Mr. Hannan, of course, is not the only person trying to discredit government intervention in the health insurance market by pointing to the British system. As my colleague Bernie Becker pointed out in a post on our new blog Prescriptions, an editorial in Investors Business Daily (which has now been corrected) made this argument about the kind of people who would suffer if their health care were left to a government-run system like the NHS:
People such as scientist Stephen Hawking wouldn’t have a chance in the U.K., where the National Health Service would say the life of this brilliant man, because of his physical handicaps, is essentially worthless.

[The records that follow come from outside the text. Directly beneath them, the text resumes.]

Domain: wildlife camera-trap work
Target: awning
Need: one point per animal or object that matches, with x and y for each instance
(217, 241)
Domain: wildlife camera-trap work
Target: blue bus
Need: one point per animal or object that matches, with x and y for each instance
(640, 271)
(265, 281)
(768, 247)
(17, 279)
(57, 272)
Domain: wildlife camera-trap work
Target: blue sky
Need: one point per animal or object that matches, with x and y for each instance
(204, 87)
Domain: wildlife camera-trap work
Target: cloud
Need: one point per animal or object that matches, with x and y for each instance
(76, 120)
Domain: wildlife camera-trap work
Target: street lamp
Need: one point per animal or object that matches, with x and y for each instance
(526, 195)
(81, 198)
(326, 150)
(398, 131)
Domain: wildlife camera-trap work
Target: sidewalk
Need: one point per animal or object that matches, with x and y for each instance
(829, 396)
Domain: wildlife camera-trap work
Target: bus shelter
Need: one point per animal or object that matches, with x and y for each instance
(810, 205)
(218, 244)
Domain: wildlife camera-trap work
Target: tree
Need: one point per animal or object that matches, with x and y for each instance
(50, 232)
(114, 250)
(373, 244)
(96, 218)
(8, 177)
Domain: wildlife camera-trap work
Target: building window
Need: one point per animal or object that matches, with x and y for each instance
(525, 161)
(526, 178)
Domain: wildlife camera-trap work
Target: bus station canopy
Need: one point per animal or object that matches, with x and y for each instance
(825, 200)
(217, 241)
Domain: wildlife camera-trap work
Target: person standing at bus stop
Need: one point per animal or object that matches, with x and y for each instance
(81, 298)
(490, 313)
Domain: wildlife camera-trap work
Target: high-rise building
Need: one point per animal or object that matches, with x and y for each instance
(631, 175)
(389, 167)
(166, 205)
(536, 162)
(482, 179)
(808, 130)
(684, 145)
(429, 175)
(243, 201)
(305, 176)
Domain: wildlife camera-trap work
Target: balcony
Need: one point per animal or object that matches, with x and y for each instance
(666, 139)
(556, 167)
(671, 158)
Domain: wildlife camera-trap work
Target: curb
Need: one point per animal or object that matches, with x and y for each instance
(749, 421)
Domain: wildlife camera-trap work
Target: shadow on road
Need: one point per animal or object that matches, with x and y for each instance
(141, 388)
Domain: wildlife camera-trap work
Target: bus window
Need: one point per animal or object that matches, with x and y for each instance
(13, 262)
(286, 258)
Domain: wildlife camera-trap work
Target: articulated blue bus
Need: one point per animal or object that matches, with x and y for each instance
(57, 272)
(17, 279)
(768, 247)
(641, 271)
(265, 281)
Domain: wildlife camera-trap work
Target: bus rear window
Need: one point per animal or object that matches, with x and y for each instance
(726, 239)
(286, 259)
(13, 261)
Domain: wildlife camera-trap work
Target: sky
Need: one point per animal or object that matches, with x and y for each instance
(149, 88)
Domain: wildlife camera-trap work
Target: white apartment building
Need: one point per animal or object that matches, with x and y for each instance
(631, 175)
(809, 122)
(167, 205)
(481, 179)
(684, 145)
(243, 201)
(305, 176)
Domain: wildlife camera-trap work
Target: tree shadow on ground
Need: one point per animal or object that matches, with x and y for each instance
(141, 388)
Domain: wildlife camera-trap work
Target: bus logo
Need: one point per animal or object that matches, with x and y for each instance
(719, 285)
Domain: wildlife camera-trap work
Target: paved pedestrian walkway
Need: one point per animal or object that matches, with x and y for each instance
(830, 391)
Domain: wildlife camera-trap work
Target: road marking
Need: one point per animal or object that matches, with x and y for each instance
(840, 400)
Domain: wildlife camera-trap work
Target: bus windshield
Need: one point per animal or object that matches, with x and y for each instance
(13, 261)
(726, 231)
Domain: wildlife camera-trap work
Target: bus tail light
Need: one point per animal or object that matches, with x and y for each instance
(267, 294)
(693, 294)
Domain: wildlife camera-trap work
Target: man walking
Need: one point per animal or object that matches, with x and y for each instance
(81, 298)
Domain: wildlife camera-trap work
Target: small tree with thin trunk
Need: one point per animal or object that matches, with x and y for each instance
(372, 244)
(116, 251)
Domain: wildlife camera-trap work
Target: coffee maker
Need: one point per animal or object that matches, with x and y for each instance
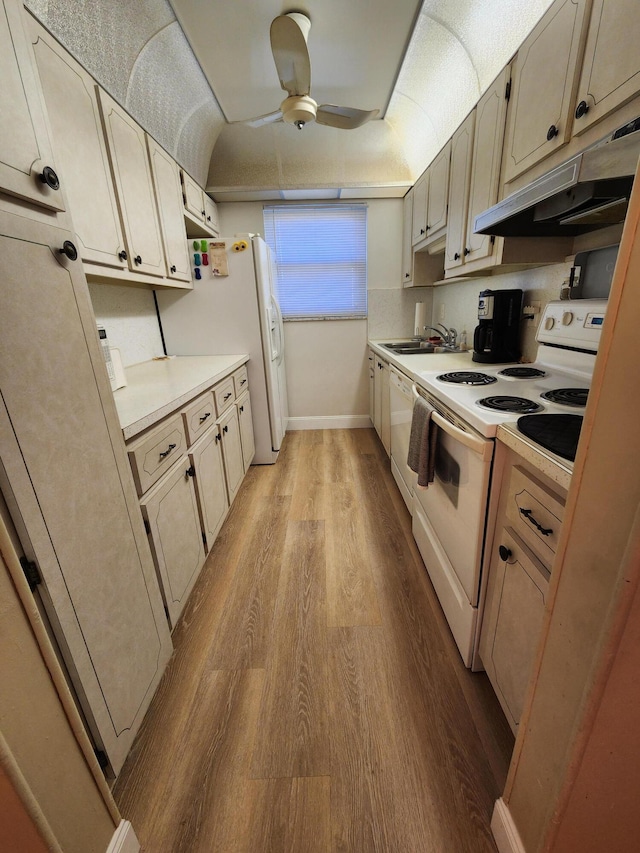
(497, 335)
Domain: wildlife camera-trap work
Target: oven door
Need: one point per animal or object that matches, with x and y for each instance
(449, 521)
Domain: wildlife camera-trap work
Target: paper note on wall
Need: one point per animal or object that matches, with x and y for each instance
(218, 259)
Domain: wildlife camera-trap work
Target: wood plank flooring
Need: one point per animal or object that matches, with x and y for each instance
(316, 700)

The reason the editorial has been corrected is that Mr. Hawking is, of course, British, and he does depend on the NHS for his health care. “I wouldn’t be here today if it were not for the NHS,” he told The Guardian this week. “I have received a large amount of high-quality treatment without which I would not have survived.”
I.B.D.’s fantastic editorial lead the British blog Heresy Corner to post this satirical account of Mr. Hawking receiving the Presidential Medal of Freedom from President Barack Obama this week in Washington.
Television ads attacking the NHS (and Canada’s government health insurance) have also been broadcast by Conservatives for Patients’ Rights, the Republican National Committee and the conservative Club for Growth.
Britain’s Channel 4 News reported on Friday that two British women featured in the ad by Conservatives for Patients’ Rights said that they support the NHS despite its problems and were duped into sharing their personal tragedies by producers who said they were being interviewed for a documentary, not an attack ad. PolitiFact.com, a nonpartisan site that won a Pulitzer Prize this year for its work, said the Club for Growth’s ad on the NHS was “misleading.”
The attacks do seem to be influencing some voters. In this video report shot in Maryland this week, a woman told a reporter for the BBC that “people from Canada and Great Britain keep telling us, ‘Do not do health plan because it does not do anything.’ ” Asked, “Which people in Britain are telling you that?” the woman replied that they were “on the news all the time.” At the same event a man told the BBC that the British health care system was terrible. Asked if he had ever experienced it, the man replied, “I don’t need to, or I’d be dead.”